También en “Oración pesquera con digresión” los operarios parecen agostarse detrás de la escafandra supuestamente protectora: “Toscas mangas sobre los brazos, gruesas mangas / de goma para alejar el ácido de las aguas vivas / y plomo en los pies sobre cubierta […]” (Raimondi 2001: 63). Presentada casi como un rasgo anecdótico o incluso una digresión, la brutalidad con que se presenta la corrosión permite, al igual que en el Diario del fumigador de guardia de Arnaldo Calveyra, evocar de manera oblicua la presencia siempre acechante de la muerte para el trabajador que pone en jaque su salud y se arriesga a la respiración contaminada.
Pero la intoxicación no siempre es motivada por la industria: también las hay, más banales, pero igualmente devastadoras, con alcohol barato y a la vista de centenares de pasantes que eligen no ver al linyera de carne y hueso, o que lo convierten en marmórea estatua -que es otra forma de no ver-, como leemos en “Sileno en la estación ferroviaria”:
Acostado de lado, con un codo incómodo apoyado en el cemento y la cabeza tirada hacia atrás, duerme. Rodillas dobladas, pies contra el culo, al aire la panza enorme, boca abierta al cielo, chata nariz. Esto es obra de dos o tres tetra-brik. Si fuera de mármol estaría expuesto en un museo de Roma, Londres o París como ejemplo de arte helenístico. Y no le molestarían las moscas
(Raimondi 2001: 19).
Junto con la estetización desplazada y la crítica mordaz, la descripción sobria y a la vez casi naturalista del indigente reintroduce, en el espacio colectivo y cotidianamente transitado de la estación de trenes, aquellos cuerpos que molestan, que son invisibilizados o marginados de las sociedades, aun cuando forman parte del paisaje diario o, literalmente, de los “lugares comunes” que todos atravesamos. Y si las páginas de Poesía civil transitan casi con naturalidad desde el zaparrastroso que atrae a las moscas en la estación hasta la cocina y sus desperdicios, es tal vez porque, al igual que el paisaje implacablemente industrial, estas esferas materializan de manera inequívoca las desigualdades y las tensiones, el exceso y el defecto, el costo y el beneficio; todo lo que alimenta, en definitiva, la dinámica producción/consumo.

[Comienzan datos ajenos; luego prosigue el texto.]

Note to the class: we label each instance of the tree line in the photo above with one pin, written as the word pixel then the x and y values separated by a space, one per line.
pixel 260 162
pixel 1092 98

Frente al avance de las multinacionales, que al procesar los alimentos con la mano en el bolsillo y la mirada en puesta en “las estadísticas de embarque” (Raimondi 2010: 74) prolongan, en cierta medida, la política agraria desarrollada por la generación del 80 (el modelo agroexportador), Raimondi recurre a figuras como Pound, que rescata la antigua poesía para ponerla al servicio de una concepción moderna, conceptual y al mismo tiempo fragmentaria, y que le permiten hacer dialogar industria y literatura con una pizca de humor (“Cargill & Pound”; “Shklovski en diálogo con los productores de papa”) e insistir en los permanentes desplazamientos entre lo local, lo nacional y lo mundial. Muchas de las micro-escenas narrativas que componen el poemario se articulan, precisamente, en torno a la alimentación, o a la preparación de los alimentos: “Hoy cocina Matsuo Basho”, “La dieta de Dante”, “Para hacer una torta sin leche”; la segunda sección se llama, incluso, “La vianda bajo la lupa”, quizás como una forma de reivindicar, justamente, esa articulación entre el mundo de la vida cotidiana y el mundo de la producción, y de mostrar el impacto de ciertas políticas económicas en la vida diaria de hombres y mujeres reales: “Hablar de literatura es hablar de economía; hablar de poesía moderna supone hablar de economía capitalista”, insisten Kesselman, Mazzoni y Selci (2012: 293).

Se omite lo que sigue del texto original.